There is also a piquant shout-out to the classic short, HARDWARE WARS for hard-core fanboys and girls (I’m one), and a visit to the polar opposite of the cantina Luke and Han Solo visited so long ago when they first met. The people are better dressed, but far more dangerous. Plus, those birdlike creatures, which are an homage, not to mention a distinct improvement, over those annoying Ewoks from the first trilogy.

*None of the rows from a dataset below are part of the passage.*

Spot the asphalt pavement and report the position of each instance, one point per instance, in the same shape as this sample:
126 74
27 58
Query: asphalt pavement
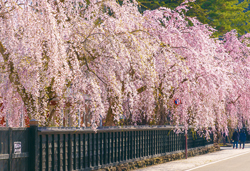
228 159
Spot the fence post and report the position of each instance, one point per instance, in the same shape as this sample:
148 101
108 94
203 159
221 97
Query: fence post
33 145
186 147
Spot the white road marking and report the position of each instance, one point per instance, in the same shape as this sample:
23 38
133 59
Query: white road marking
217 161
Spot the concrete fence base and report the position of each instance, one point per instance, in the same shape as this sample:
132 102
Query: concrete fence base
136 164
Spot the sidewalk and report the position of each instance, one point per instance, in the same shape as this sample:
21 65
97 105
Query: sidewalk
193 162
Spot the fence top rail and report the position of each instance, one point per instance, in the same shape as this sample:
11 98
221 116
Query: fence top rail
105 129
13 128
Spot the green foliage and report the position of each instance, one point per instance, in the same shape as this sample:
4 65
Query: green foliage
224 15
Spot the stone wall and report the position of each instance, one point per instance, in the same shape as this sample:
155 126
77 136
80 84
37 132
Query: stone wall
163 159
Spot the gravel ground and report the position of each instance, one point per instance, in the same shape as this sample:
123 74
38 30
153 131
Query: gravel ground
192 162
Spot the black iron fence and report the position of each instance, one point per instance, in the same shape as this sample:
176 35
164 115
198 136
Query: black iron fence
67 149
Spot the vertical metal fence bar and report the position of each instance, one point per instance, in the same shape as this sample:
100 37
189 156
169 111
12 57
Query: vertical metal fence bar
97 149
47 152
93 149
89 150
70 152
122 146
80 151
105 148
109 148
101 148
84 151
119 146
53 152
112 147
131 144
116 146
74 151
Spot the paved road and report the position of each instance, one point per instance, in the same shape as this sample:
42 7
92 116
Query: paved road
237 163
223 159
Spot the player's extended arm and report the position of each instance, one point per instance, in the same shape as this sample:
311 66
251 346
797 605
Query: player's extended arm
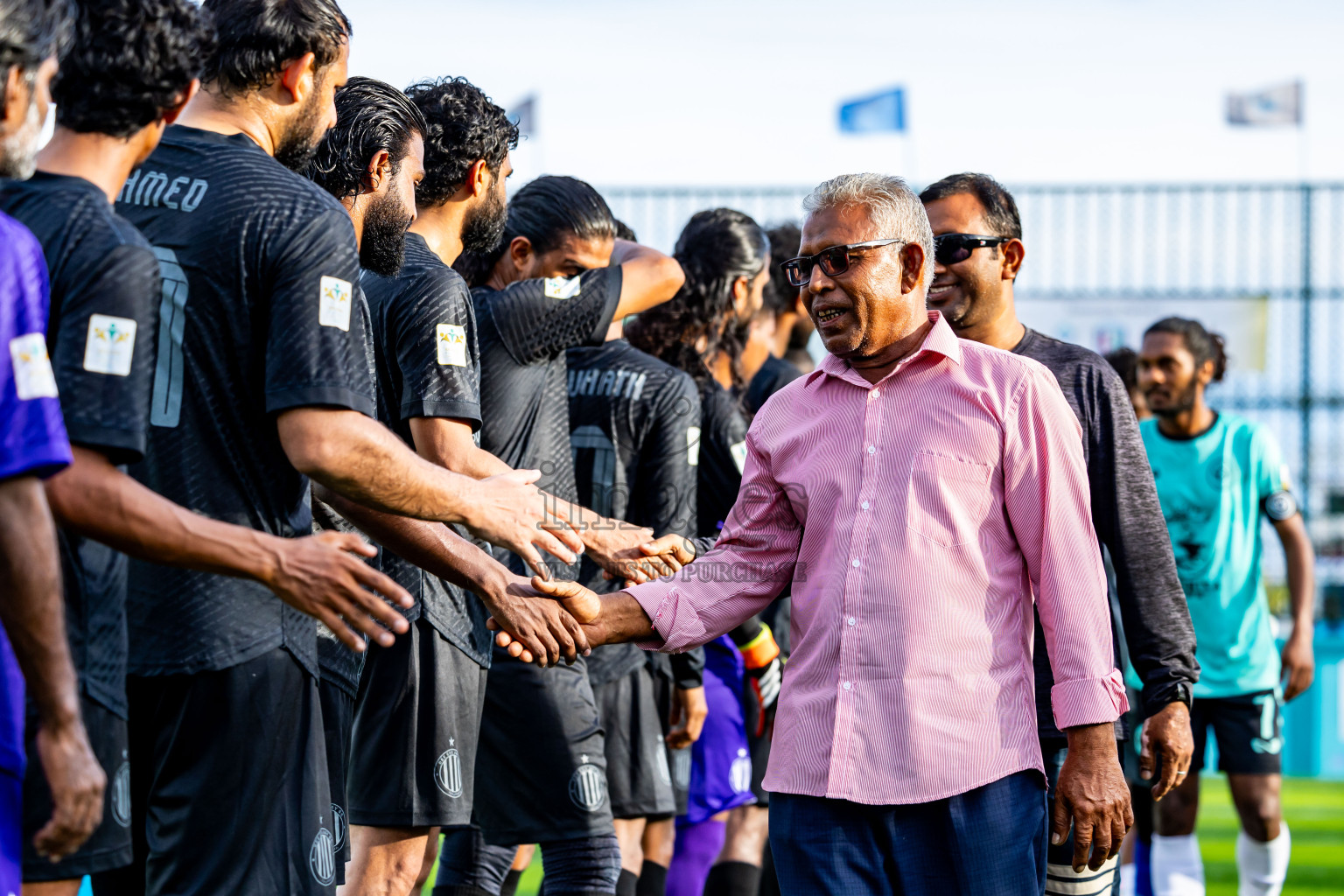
358 457
542 629
1298 657
320 575
613 544
32 612
648 277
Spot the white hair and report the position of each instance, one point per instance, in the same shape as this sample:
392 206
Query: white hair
892 207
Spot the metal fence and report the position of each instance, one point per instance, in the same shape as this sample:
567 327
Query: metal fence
1260 262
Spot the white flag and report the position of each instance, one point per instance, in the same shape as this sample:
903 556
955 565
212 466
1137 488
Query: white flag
1281 105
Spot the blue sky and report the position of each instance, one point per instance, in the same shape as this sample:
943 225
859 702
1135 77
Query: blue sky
746 93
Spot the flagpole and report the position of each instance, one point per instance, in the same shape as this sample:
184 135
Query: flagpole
1301 137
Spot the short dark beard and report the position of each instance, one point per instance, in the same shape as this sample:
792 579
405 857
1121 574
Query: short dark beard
483 228
298 144
382 248
1184 402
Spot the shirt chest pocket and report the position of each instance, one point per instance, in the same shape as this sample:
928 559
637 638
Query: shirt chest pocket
947 500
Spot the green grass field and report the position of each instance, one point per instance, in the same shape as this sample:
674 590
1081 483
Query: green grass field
1314 813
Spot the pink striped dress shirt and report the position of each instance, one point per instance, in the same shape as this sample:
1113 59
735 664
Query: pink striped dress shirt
915 520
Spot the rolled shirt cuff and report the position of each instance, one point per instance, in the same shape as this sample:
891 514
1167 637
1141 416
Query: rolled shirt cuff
1088 702
672 614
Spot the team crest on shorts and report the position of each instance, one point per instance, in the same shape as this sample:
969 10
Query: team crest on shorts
122 794
339 825
321 858
588 786
682 766
448 773
739 775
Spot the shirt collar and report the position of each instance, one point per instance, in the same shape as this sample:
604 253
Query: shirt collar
940 340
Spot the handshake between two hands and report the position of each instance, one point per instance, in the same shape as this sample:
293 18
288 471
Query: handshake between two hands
544 621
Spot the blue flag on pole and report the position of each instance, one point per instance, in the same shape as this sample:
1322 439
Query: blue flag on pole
877 113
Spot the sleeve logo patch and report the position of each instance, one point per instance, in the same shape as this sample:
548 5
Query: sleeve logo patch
562 286
452 344
739 454
110 346
32 376
333 303
692 444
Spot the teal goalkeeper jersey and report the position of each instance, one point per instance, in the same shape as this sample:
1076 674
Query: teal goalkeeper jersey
1213 489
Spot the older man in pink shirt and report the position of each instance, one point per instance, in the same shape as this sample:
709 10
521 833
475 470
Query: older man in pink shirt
920 491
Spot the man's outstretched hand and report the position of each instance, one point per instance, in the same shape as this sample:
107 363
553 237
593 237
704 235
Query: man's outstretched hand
1092 794
634 556
536 627
612 618
511 512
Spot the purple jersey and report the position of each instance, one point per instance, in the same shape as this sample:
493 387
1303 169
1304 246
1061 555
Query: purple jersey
32 441
721 762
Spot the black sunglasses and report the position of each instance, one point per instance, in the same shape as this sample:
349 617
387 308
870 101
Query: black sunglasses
834 261
949 248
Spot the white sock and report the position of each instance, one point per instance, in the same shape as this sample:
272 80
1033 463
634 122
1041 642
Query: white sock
1261 868
1178 870
1126 880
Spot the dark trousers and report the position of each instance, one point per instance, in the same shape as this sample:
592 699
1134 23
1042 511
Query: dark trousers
990 841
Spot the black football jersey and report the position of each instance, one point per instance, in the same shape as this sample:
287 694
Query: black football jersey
634 437
524 332
101 340
428 364
261 312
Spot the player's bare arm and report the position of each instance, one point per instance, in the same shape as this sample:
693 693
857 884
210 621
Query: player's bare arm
542 630
365 461
613 544
32 614
321 575
1298 659
648 277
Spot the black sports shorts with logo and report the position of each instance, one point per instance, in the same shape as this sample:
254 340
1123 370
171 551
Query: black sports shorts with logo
416 723
338 718
677 760
234 765
109 846
1249 730
639 778
541 773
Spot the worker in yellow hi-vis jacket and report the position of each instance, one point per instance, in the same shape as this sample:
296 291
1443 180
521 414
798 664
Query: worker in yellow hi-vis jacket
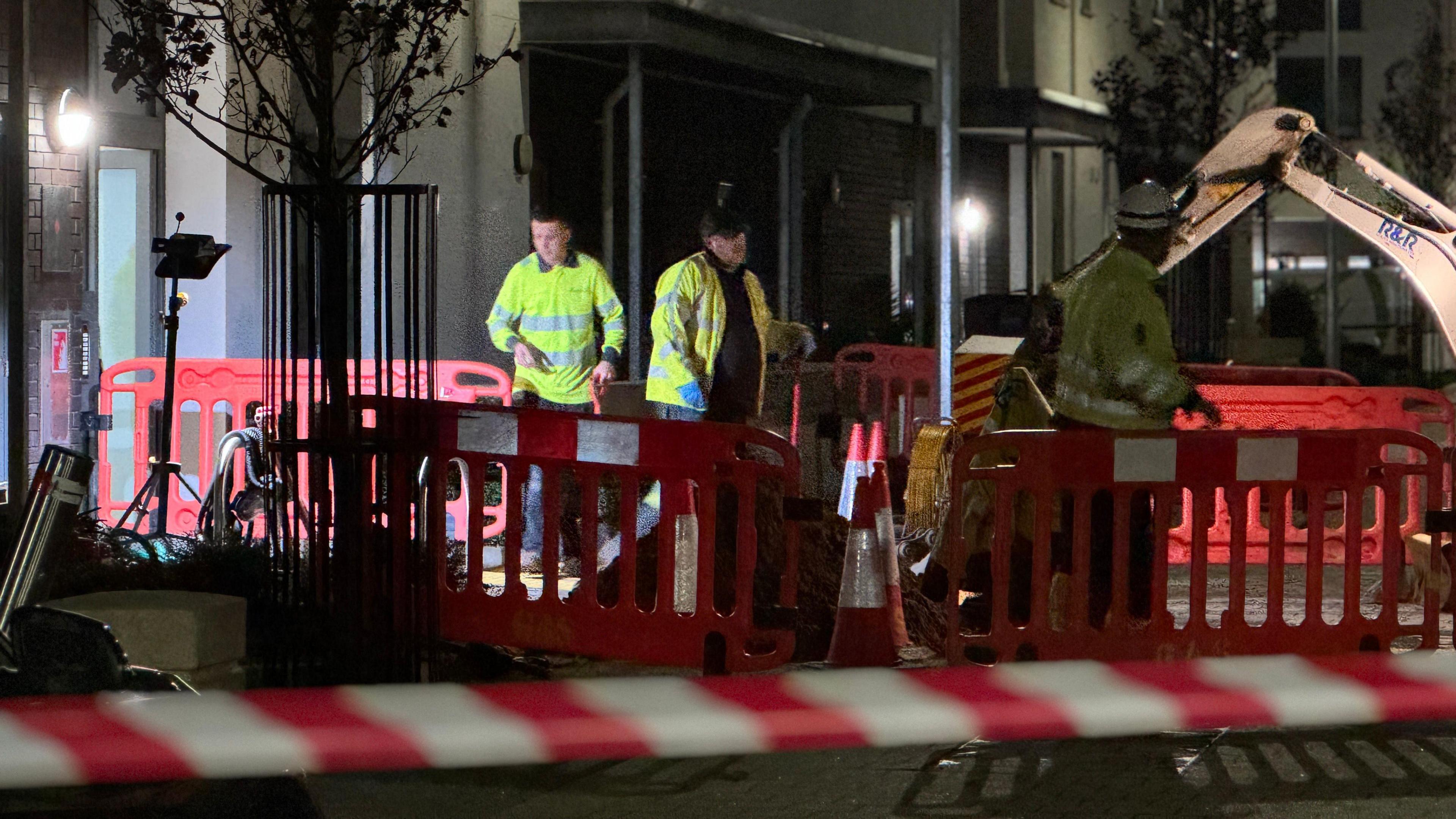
712 336
546 317
1100 355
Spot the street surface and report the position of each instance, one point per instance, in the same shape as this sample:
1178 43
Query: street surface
1406 772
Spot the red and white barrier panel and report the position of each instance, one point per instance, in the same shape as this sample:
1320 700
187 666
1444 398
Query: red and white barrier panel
127 738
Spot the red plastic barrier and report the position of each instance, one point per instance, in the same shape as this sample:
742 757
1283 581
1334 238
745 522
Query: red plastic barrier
890 384
1248 375
1421 411
216 397
1087 489
697 595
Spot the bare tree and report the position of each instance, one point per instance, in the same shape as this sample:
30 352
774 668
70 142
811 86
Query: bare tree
1194 72
312 93
315 94
1419 113
315 89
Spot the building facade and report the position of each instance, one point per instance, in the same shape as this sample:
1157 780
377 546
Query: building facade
816 119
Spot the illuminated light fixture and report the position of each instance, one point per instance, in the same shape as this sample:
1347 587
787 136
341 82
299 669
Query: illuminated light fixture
970 216
72 120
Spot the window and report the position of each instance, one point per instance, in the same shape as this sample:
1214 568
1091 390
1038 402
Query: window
1301 83
1310 15
902 256
1059 213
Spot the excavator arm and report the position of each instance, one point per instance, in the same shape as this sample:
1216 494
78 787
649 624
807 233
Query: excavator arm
1261 152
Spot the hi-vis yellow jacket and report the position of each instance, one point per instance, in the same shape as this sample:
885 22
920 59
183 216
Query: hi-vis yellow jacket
688 330
555 312
1117 366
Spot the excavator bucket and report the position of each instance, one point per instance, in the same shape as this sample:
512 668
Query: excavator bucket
1407 223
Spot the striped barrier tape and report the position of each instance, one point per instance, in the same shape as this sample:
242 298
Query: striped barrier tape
133 738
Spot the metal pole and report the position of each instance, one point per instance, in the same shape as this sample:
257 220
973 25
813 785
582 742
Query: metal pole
609 187
791 158
1030 169
17 177
1333 129
635 212
950 143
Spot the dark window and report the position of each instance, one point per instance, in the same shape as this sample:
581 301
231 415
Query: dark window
1310 15
1301 83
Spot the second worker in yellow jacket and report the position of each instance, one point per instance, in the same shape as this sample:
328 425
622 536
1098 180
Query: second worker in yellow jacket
546 317
712 333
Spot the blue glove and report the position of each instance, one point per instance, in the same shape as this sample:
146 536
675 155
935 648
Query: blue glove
693 397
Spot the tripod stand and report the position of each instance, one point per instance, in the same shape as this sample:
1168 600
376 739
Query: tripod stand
162 470
188 256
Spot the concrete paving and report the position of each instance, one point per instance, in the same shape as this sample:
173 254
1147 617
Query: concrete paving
1406 772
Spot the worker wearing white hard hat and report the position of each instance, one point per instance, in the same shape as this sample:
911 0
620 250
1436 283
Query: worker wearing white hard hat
1103 356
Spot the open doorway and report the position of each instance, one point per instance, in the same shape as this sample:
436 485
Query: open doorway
129 297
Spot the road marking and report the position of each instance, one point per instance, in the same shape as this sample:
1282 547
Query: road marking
1002 780
1192 769
1330 761
1379 763
1237 763
947 781
1421 758
1447 744
1283 763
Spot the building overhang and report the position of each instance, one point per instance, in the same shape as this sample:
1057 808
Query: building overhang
693 46
1055 119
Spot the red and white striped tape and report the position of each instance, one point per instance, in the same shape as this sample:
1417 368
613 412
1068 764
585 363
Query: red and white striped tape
130 738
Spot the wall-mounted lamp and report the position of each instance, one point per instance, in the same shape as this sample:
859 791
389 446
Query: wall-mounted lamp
970 216
72 120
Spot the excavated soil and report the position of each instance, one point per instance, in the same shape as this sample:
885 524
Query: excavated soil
822 560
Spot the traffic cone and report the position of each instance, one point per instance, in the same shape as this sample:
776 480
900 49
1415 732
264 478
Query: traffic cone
854 471
877 447
863 634
886 532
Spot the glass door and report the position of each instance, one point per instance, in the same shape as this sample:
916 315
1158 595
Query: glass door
129 295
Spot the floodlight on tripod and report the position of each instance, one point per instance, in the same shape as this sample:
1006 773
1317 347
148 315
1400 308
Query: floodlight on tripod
184 256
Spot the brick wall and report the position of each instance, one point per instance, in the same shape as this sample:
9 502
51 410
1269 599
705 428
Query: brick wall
56 295
846 244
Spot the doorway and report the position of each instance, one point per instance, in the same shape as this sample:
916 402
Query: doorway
129 297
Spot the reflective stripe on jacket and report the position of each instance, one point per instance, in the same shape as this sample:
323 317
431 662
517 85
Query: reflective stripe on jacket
688 330
1116 366
557 314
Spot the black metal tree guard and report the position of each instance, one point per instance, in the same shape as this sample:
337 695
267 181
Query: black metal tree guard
357 596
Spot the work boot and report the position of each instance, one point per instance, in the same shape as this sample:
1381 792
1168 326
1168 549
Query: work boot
976 614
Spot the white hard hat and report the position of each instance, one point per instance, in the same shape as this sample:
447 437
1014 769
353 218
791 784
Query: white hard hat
1148 206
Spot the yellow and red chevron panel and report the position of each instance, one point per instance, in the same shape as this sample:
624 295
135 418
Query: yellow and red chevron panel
974 371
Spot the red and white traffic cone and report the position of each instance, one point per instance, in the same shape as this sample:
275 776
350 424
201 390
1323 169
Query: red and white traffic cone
877 447
886 532
863 634
854 471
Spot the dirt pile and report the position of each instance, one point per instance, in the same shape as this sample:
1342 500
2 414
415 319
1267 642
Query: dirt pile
822 562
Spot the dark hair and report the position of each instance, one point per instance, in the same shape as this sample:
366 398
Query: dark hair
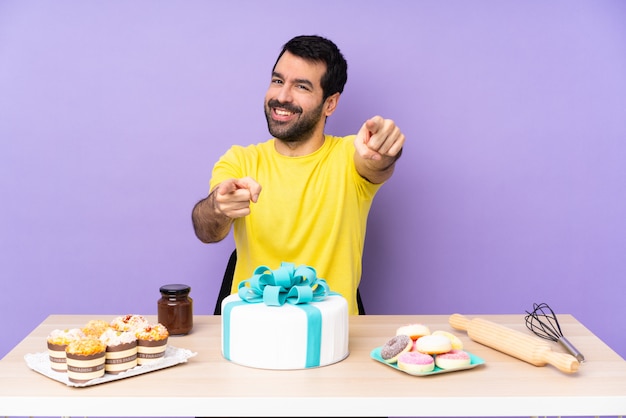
318 49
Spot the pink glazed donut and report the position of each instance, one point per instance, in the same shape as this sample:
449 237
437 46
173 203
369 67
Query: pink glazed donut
414 362
394 347
452 360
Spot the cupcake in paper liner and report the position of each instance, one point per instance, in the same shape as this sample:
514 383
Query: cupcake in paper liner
129 323
85 359
151 343
95 328
57 341
121 350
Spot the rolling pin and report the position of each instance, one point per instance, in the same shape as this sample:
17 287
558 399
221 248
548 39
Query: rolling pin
513 343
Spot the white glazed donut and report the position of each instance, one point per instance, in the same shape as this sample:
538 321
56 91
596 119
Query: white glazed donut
414 362
452 360
433 344
414 331
457 344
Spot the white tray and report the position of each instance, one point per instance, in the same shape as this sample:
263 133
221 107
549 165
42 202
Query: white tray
40 362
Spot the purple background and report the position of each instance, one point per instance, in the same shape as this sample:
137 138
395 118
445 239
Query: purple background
511 189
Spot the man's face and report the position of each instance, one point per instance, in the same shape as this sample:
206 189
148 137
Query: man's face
293 102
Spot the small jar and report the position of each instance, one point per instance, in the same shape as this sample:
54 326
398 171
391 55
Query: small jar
175 308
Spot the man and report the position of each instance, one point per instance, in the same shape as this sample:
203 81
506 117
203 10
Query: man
303 196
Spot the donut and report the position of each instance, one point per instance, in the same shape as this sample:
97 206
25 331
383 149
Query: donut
433 344
414 362
457 344
394 347
414 331
452 359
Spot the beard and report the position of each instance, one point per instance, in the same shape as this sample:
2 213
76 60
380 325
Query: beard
293 131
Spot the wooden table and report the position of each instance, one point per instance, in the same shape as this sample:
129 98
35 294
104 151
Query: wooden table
208 385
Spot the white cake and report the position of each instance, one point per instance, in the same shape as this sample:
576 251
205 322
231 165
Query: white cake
277 337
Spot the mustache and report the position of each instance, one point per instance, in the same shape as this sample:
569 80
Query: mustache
287 106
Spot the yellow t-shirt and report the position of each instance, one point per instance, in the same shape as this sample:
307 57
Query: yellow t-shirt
312 210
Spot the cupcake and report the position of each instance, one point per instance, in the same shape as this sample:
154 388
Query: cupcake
121 350
85 359
129 323
58 340
151 343
95 328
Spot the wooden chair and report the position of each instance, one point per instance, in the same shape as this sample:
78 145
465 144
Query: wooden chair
227 283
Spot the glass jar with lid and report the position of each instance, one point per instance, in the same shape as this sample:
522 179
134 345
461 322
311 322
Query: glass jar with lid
175 308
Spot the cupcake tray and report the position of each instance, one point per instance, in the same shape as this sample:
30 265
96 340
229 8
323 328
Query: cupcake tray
474 361
40 362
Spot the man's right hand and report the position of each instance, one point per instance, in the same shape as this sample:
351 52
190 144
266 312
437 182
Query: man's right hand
232 197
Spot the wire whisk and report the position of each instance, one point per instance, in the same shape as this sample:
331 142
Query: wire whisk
543 323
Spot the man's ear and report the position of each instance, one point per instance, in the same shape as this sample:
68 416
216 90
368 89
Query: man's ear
331 104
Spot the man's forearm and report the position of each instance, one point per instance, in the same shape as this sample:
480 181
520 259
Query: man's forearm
208 223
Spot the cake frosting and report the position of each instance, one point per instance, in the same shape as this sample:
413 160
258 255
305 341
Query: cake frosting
285 319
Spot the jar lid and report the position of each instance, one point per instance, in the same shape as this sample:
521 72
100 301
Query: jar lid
175 289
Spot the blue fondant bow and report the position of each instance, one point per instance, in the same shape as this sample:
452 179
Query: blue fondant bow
287 284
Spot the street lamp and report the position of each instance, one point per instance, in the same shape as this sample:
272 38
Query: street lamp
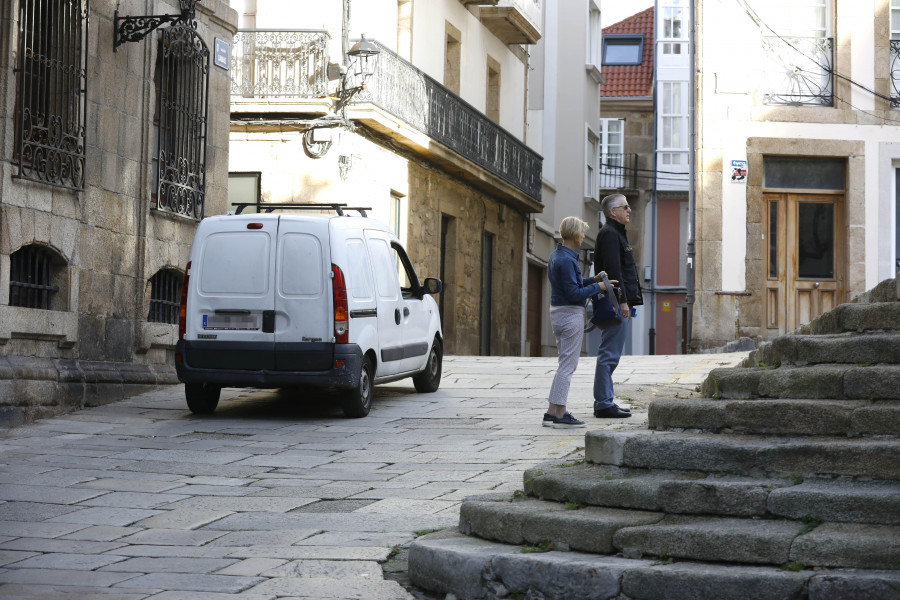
363 56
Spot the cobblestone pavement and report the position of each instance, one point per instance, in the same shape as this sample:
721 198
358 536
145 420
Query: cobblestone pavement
276 495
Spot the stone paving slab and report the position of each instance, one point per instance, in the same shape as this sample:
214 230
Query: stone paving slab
233 494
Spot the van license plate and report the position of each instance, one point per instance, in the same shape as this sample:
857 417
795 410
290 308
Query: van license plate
242 322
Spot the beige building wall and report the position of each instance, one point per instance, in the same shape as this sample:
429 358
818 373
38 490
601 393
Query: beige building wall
564 106
95 345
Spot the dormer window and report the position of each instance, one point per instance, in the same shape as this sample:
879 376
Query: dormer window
622 49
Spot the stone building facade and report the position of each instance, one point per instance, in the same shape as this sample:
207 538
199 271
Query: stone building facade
811 118
434 145
94 236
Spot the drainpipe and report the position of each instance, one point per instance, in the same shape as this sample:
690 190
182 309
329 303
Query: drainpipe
653 206
689 268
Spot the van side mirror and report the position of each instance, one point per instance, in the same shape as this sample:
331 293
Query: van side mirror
432 285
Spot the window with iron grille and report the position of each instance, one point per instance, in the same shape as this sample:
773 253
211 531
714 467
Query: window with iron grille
182 80
50 93
32 274
165 296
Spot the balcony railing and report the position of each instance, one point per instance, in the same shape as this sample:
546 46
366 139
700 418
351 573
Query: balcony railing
406 92
292 63
895 74
798 71
618 171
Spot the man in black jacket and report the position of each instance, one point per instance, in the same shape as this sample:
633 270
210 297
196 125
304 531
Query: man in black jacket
613 254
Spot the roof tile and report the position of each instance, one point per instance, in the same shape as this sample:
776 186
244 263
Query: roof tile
631 80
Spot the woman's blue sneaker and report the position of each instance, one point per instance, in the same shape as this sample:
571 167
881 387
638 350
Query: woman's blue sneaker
567 421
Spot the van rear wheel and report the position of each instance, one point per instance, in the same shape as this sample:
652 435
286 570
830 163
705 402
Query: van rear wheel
358 401
429 379
202 398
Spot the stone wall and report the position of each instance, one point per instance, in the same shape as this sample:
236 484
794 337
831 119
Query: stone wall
95 344
435 194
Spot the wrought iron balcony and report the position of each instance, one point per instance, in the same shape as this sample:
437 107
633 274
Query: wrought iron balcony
798 71
409 94
618 171
286 63
895 74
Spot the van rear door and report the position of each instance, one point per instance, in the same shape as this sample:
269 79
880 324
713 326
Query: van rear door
304 329
230 319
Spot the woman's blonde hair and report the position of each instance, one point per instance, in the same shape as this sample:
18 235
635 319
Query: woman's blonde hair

Any film that starts with the line “prime the dreadnought” impeccably delivered with imperial insouciance by Mr. Gleeson, is one worth seeing. What follows is a fanboy’s love letter to the franchise, and one that dares to wrestle with propositions of sin, redemption, and, balance. Even more impressively, Johnson has taken the thankless task of making what is essentially a bridge between the two of other film in the trilogy, and made it a standalone film that can be taken, and enjoyed, on its own. Even the necessary exposition about what has come before is handled nimbly, seamlessly integrated into the dialogue. Sharply written, vividly realized, it boasts some of the best CGI available, but never forgets amid the ice foxes and knuckle-biting chases in the Millennium Falcon. both above ground and below, that without a compelling story and characters that surprise, charm, and sometimes confound us, we in the audience won’t be emotionally invested. It doesn’t just remember that, it makes it the raison d’être for the exercise. And makes THE LAST JEDI not just one of the best of the Star Wars franchise, but one of the best of the year.
Post Script: It should be noted that Joseph Gordon-Levitt is credited (voice-only) as Slowen Lo. Gordon-Levitt starred in Johnson’s first film, the brilliant BRICK, and he’s been in every one of Johnson’s film’s since, even if it’s only a cameo like here.